PCA was conducted based on clinical features, including age, sex, severity, nine comorbidities, and the time from hospital discharge to follow-up for all patients. PC1 explained 81.3% of the variance in the entire phenotype matrix. Associations between SNPs and virus-specific IgG titers were analyzed using a simple linear regression model conditioned on PC1. Statistical analyses were performed using the R package (v.3.32.1).

3 Results

3.1 Sample and data description

Between 17 January and 24 June 2020, 572 convalescents in China who had recovered from COVID-19 caused by wild-type SARS-CoV-2 were assessed 6 months after infection. Data from convalescents, including age, sex, 44 laboratory parameters, and genome target region capture sequencing, were collected during their recovery phase. Additionally, disease severity during the acute phase (from symptom onset to hospital discharge) was extracted from medical records (Figure 1). The subgroup distributions for all clinical traits are shown in Supplementary Figure S1 and Supplementary Figure S2, stratified by sex and COVID-19 severity.

The clinical characteristics of the participants are presented in Table 1. The mean age was 57.66 (95% CI: 35.23 ~ 80.08) years, with 346 (60.49%) women and 226 (39.51%) men. The average duration from discharge to follow-up was 194.22 (95% CI: 165.03–223.41) days. According to the Diagnosis and Treatment Guidelines in China (13), the severity of COVID-19 was classified as mild (N = 25, 4.37%), moderate (N = 434, 75.87%), severe (N = 105, 18.36%), or critical (N = 8, 1.40%). To facilitate the analysis of the relationship between disease severity and other features, mild and moderate cases were combined into the non-severe group (N = 459, 80.42%), and severe and critical cases were combined into the severe group (N = 113, 19.76%). Hypertension was the most common comorbidity (27.27%), followed by diabetes (14.69%). A total of 238 (41.61%) COVID-19 patients suffered from at least one comorbidity.

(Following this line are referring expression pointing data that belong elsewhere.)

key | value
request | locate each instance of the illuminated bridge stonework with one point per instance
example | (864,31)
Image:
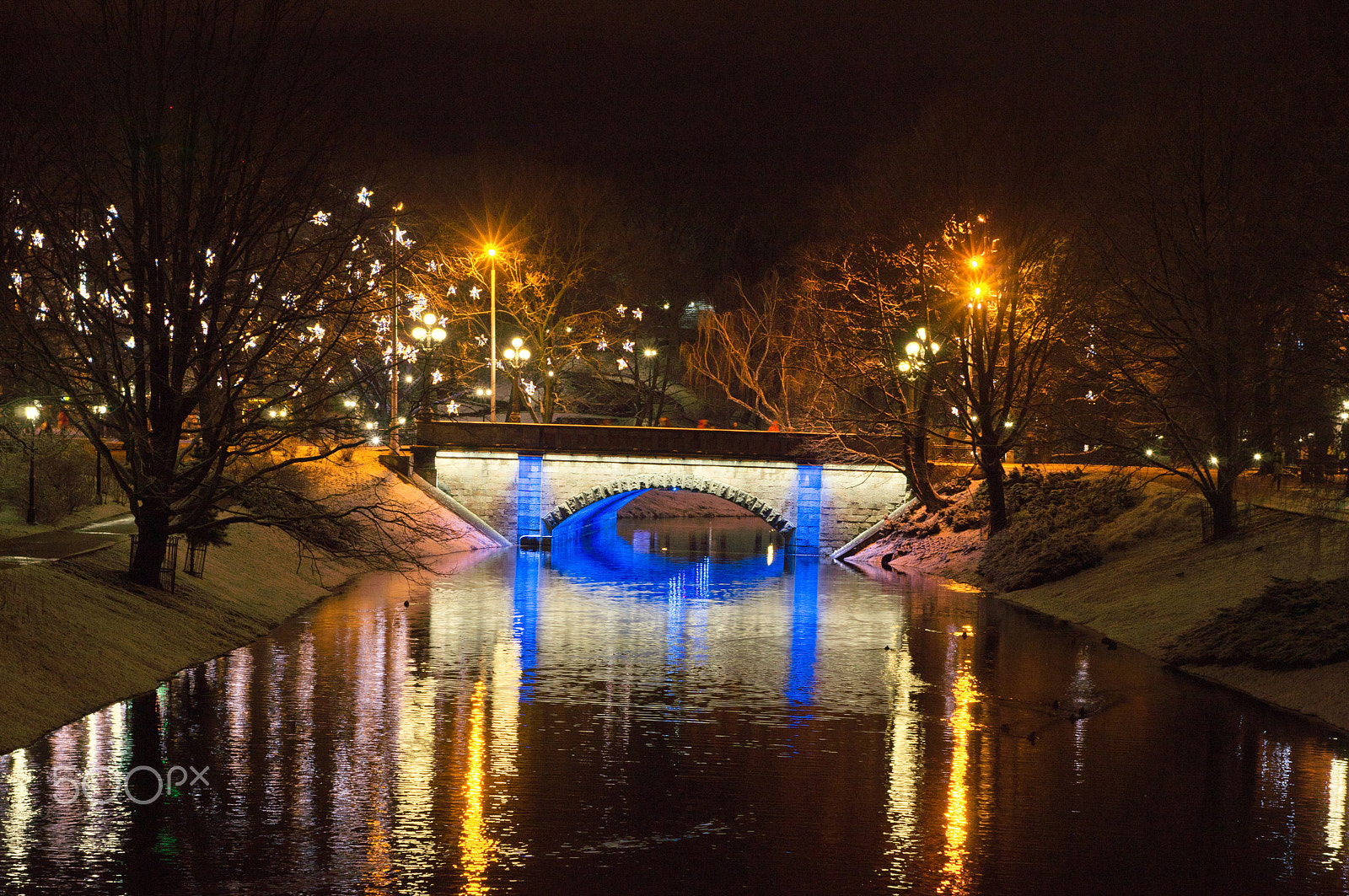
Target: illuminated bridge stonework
(529,480)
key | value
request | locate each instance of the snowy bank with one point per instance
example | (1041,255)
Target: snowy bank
(1159,581)
(74,636)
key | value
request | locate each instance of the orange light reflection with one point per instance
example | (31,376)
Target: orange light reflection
(476,846)
(957,803)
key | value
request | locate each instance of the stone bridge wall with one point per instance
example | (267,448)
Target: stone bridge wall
(823,505)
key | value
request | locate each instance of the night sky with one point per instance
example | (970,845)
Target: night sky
(746,110)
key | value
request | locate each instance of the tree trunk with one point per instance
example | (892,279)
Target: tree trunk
(991,460)
(152,543)
(915,459)
(1224,509)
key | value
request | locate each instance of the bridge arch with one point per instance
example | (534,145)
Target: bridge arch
(598,498)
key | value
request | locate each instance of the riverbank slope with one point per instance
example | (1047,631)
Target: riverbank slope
(1159,581)
(74,636)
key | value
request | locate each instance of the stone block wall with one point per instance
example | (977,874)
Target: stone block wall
(501,486)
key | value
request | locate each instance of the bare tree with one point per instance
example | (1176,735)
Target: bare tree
(759,355)
(1207,311)
(1002,338)
(184,267)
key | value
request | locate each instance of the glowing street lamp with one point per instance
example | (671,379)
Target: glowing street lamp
(31,416)
(428,335)
(492,258)
(514,355)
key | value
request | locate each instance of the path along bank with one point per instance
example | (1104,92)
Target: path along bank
(74,636)
(1159,579)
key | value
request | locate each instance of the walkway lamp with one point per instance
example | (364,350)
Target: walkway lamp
(514,355)
(31,416)
(428,335)
(101,410)
(492,260)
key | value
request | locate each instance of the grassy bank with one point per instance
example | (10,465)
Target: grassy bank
(74,636)
(1157,582)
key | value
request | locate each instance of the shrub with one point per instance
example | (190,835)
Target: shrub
(62,476)
(1023,557)
(1052,523)
(1292,625)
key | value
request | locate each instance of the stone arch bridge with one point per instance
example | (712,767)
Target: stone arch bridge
(530,482)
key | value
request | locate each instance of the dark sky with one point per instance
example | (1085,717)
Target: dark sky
(750,105)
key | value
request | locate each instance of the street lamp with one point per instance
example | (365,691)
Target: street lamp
(428,335)
(514,355)
(31,416)
(393,381)
(101,410)
(492,258)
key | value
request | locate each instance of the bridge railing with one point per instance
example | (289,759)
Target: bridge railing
(642,440)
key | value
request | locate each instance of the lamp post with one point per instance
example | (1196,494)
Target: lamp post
(98,455)
(492,258)
(428,335)
(31,416)
(514,355)
(393,379)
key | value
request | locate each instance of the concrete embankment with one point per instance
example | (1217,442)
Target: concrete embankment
(74,636)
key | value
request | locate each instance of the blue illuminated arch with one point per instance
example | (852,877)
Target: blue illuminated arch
(578,512)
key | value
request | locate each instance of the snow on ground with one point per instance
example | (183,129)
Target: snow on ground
(76,636)
(1159,579)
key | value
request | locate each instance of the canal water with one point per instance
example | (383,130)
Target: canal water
(678,707)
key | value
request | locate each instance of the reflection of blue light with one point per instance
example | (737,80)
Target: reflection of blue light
(806,590)
(525,620)
(602,514)
(600,556)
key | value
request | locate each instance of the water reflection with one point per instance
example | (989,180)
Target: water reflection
(679,707)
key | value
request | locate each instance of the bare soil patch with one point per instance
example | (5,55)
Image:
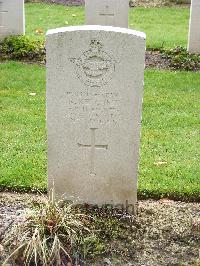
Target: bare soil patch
(167,232)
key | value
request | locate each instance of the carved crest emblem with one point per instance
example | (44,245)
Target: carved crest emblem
(94,67)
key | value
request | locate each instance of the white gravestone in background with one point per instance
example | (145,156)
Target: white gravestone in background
(94,102)
(12,21)
(194,30)
(107,12)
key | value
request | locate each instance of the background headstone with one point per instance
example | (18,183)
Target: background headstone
(194,30)
(94,101)
(12,21)
(107,12)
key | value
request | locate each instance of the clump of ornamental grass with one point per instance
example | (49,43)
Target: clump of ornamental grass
(49,235)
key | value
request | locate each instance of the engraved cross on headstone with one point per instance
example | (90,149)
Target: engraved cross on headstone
(93,147)
(107,11)
(2,12)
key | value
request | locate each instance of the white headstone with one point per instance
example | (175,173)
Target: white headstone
(107,12)
(94,102)
(194,30)
(12,21)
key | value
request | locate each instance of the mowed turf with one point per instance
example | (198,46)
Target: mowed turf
(165,27)
(170,146)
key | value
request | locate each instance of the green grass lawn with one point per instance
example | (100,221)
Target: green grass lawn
(170,149)
(167,27)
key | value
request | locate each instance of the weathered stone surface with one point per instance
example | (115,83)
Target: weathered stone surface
(12,20)
(107,12)
(94,101)
(194,30)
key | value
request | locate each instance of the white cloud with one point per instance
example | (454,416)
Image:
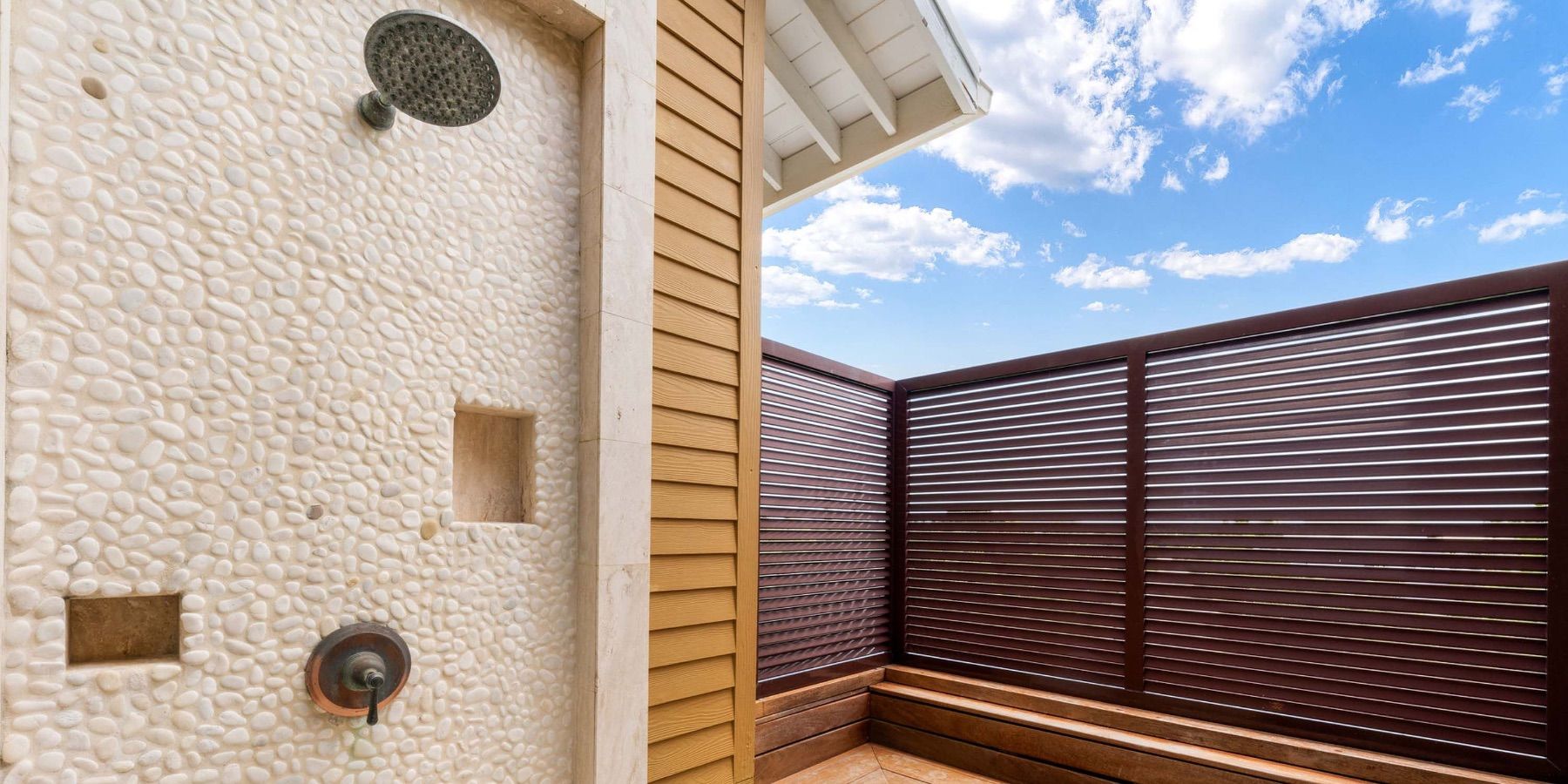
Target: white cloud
(1068,78)
(1474,99)
(1395,225)
(792,289)
(1518,225)
(1098,274)
(1556,78)
(1246,63)
(1220,170)
(1325,248)
(1062,82)
(1440,64)
(856,188)
(1481,15)
(888,242)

The ability of the immune system to provide sustained protection to the body after recovery from COVID-19 is a key concern. Consistent with recent studies (14, 15), 94.58% of patients were SARS-CoV-2 IgG seropositive at half a year after discharge (Table 1). Supplementary Figure S3 illustrates the distribution of IgG antibody levels across different age groups. The IgG levels exhibited a consistent upward trend with increasing age between 30 and 79 years.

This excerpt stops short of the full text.